Several supply chain sources say that Apple is taking a “cautious” approach to production of its new iPhone models, according to the Nikkei Asian Review. It has reportedly lowered orders of new component parts by 20 percent, compared to production of last year’s models.
“Apple is quite conservative in terms of placing new orders for upcoming iPhones this year,” one source said. “For the three new models specifically, the total planned capacity could be up to 20 percent fewer than last year’s orders.”
According to Apple soothsayer and KGI Securities analyst Ming Chi-Kuo, Apple will release three new models in the fall: an updated iPhone X, a larger, 6.5 inch iPhone X Plus, and a new, more conservatively priced model, that will have an LCD screen (instead of the iPhone X’s OLED).
But all might not be going according to plan.
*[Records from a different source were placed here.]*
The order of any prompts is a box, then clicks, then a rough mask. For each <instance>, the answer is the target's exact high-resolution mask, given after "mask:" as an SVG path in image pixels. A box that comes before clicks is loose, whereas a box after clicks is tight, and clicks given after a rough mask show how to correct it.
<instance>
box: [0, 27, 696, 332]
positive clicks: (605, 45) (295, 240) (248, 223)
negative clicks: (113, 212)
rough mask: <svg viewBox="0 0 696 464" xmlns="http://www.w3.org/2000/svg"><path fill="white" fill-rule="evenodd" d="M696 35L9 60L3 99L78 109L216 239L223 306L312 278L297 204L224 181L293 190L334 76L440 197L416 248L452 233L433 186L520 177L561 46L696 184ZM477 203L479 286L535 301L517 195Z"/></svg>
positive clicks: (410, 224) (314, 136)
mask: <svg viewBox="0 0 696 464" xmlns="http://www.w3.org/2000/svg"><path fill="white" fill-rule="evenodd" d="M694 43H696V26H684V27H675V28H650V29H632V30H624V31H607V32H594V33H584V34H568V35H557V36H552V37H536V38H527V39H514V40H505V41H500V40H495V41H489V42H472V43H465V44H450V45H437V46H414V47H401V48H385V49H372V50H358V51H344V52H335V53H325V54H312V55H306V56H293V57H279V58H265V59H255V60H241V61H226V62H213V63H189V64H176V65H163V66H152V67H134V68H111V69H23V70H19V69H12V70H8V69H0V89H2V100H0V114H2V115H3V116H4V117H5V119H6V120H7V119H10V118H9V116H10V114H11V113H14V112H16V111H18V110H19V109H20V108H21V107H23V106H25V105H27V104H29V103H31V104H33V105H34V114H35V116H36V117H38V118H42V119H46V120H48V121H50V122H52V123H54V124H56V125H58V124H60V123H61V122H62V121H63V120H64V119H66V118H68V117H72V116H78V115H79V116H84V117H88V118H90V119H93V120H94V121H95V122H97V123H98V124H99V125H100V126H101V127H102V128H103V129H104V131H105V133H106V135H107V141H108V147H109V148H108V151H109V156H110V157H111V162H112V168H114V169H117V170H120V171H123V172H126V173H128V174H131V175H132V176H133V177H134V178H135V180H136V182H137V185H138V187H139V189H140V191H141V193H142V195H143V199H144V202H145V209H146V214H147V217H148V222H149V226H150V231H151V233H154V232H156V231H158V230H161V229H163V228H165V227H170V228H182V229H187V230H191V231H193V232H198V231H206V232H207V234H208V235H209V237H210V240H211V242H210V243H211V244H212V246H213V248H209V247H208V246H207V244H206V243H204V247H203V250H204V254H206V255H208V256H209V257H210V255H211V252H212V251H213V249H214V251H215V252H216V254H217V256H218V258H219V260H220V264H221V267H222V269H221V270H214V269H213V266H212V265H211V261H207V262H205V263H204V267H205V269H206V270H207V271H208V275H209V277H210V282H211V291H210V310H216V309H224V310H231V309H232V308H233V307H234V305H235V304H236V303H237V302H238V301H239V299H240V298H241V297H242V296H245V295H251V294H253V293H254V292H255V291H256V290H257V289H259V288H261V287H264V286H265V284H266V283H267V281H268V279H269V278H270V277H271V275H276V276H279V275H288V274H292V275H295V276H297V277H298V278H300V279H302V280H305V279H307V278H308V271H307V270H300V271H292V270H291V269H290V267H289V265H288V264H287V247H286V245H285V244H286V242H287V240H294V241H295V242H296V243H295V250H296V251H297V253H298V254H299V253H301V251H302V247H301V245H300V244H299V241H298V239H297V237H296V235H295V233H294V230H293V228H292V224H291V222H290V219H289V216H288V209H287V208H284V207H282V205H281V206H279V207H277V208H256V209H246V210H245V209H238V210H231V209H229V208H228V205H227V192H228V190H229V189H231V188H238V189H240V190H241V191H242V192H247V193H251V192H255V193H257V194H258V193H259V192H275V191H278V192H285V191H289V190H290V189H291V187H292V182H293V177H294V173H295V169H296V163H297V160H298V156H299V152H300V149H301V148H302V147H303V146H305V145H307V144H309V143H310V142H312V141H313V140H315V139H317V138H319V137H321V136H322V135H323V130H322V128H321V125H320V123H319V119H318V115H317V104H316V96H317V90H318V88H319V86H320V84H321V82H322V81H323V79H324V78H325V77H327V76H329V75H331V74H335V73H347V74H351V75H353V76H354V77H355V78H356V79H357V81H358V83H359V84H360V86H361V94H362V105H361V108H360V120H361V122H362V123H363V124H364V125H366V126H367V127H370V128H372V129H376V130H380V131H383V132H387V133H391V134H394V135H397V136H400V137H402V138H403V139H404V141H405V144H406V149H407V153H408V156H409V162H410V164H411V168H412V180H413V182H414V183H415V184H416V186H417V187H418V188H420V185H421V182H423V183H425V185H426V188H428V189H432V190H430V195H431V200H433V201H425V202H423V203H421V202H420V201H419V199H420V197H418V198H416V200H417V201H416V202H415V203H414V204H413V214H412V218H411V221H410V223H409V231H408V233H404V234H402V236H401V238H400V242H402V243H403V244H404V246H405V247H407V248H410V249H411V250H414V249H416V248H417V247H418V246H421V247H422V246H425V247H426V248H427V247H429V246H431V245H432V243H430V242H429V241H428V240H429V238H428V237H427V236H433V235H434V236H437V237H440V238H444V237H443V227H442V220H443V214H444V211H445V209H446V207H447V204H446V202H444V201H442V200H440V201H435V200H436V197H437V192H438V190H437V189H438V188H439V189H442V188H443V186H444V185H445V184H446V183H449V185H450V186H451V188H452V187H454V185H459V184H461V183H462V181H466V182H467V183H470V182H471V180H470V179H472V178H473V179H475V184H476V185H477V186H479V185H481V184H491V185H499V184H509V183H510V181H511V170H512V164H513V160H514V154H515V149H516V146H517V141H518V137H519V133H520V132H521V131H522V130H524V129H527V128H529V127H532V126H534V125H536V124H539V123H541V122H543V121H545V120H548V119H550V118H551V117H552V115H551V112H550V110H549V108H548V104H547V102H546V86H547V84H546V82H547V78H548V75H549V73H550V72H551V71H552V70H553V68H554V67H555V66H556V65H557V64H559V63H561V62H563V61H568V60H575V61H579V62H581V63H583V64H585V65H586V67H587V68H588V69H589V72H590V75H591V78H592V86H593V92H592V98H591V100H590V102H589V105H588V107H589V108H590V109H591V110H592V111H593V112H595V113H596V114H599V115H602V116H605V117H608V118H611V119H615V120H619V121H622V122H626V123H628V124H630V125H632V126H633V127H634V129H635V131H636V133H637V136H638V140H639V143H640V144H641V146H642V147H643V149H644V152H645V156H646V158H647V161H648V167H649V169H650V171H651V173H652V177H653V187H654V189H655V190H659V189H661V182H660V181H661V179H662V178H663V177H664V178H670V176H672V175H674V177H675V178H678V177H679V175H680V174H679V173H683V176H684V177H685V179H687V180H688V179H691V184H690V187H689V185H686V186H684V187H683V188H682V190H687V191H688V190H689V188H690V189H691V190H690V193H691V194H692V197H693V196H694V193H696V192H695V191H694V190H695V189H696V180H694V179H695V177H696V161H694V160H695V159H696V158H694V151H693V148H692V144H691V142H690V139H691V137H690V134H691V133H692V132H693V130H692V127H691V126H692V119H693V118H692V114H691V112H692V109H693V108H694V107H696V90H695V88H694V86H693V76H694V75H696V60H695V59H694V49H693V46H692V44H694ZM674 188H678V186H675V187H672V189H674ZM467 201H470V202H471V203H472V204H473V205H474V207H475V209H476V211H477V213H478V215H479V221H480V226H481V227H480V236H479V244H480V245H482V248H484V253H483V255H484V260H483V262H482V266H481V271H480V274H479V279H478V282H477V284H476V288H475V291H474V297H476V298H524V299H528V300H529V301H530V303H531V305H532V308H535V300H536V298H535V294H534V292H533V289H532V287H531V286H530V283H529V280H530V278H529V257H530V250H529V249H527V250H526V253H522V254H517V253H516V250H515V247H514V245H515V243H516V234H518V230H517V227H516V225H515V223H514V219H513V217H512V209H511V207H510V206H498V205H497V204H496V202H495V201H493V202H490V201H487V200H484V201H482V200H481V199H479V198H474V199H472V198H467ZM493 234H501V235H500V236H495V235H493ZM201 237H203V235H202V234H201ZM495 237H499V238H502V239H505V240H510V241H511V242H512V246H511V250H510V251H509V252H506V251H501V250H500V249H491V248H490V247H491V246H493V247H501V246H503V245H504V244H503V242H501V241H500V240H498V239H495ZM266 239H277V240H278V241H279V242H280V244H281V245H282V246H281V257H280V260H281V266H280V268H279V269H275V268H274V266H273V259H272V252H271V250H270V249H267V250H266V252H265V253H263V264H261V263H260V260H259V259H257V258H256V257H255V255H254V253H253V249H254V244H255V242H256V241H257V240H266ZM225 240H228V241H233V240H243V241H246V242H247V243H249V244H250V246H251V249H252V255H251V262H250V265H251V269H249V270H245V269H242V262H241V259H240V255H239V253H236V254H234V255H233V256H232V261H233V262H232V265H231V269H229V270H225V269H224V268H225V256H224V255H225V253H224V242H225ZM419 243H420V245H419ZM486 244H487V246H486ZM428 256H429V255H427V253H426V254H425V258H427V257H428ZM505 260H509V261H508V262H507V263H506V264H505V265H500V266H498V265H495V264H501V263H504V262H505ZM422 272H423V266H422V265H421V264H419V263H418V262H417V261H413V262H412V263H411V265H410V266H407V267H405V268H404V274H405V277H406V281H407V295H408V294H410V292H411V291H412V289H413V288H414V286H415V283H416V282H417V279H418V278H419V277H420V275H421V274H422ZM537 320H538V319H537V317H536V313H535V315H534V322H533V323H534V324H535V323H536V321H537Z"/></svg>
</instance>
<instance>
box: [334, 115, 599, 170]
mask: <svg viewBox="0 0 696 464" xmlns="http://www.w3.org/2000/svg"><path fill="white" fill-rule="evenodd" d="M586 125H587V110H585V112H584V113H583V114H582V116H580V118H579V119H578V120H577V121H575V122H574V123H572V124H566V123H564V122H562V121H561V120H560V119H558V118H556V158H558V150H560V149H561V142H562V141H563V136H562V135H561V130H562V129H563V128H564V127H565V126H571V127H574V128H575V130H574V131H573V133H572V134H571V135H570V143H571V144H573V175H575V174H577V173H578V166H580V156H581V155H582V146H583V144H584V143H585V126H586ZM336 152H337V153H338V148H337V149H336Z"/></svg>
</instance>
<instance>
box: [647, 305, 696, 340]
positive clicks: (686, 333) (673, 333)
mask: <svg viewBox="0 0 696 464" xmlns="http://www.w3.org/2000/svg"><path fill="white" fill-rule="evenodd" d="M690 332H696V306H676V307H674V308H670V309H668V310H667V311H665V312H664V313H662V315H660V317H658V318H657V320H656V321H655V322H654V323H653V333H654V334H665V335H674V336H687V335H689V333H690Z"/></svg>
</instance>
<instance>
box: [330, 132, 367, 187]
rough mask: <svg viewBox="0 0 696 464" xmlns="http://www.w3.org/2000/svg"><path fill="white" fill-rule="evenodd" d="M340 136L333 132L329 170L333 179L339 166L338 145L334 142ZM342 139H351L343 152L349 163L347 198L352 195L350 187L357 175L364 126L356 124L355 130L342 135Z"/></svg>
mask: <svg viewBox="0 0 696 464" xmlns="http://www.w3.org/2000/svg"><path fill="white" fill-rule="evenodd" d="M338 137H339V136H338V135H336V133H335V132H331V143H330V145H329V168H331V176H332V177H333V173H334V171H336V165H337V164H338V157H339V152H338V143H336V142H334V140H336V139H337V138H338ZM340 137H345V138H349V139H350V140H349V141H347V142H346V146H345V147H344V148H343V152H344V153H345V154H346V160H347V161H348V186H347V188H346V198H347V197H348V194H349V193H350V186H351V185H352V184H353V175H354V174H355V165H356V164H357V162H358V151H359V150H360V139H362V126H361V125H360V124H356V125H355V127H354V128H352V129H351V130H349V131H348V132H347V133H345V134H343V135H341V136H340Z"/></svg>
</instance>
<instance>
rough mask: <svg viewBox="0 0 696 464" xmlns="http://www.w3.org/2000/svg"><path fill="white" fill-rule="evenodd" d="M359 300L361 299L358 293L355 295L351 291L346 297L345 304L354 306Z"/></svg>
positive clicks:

Just last week, reports surfaced that Apple was behind on production of the LCD model. And now, it has cut production from last year’s 100 million orders to 80 million.
This winter, initial reports of iPhone X sales were disappointing, reflecting an overall decline in smartphone sales across the market. However, on Apple’s recent shareholder call, it showed that the phone sales were actually doing much better than the initial reports showed — and making Apple plenty of dough. CEO Tim Cook said that the iPhone X represented the first time that sales of the premium model outpaced the less expensive option.
But these new reports of lowered component part orders could indicate that Apple may be taking pains to avoid a “flop” narrative. Perhaps it has set its sights on more conservative sales numbers. If the new phones are a huge success, sales blowing past expectations would paint a much better picture for shareholders this time around.